An anomaly detection and forecasting API. Get started quickly with state-of-the-art algorithms.

Installation

Docker

An image is available on Docker Hub. Run:

docker run -ti -p=8000:8000 ankane/trend

Non-Docker

Download the latest code

git clone https://github.com/ankane/trend-api.git
cd trend-api

Install Jetpack and run:

Rscript -e 'jetpack::install()'

And start the server

Rscript server.R

Anomaly Detection

Detect anomalies in a time series.

  • Works with dates and times
  • Accounts for seasonality and trend
  • Robust to missing values

The current version uses STL with multiple seasonal components for decomposition.

POST /anomalies HTTP/1.1
Host: trendapi.org
Content-Type: application/json

{
  "series": {
    "2018-01-01": 150,
    "2018-01-02": 125,
    "2018-01-03": 133
  }
}

Returns JSON structured like this:

{
  "anomalies": [
    "2018-01-10",
    "2018-01-13"
  ]
}

Forecasting

Get future predictions for a time series.

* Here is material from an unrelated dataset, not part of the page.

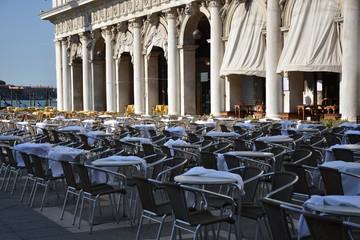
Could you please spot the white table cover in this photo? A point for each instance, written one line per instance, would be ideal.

  • Works with dates and times
  • Accounts for seasonality and trend
  • Robust to missing values
  • No need to remove outliers beforehand

The current version uses TBATS for predictions.

POST /forecast HTTP/1.1
Host: trendapi.org
Content-Type: application/json

{
  "series": {
    "2018-01-01": 150,
    "2018-01-02": 125,
    "2018-01-03": 133
  },
  "count": 3
}

Returns JSON structured like this:

{
  "forecast": {
    "2018-03-01": 137.5,
    "2018-03-02": 122.9,
    "2018-03-03": 144.1
  }
}

If you get a flat or linear forecast, this is expected. It means no seasonality is detected in the series.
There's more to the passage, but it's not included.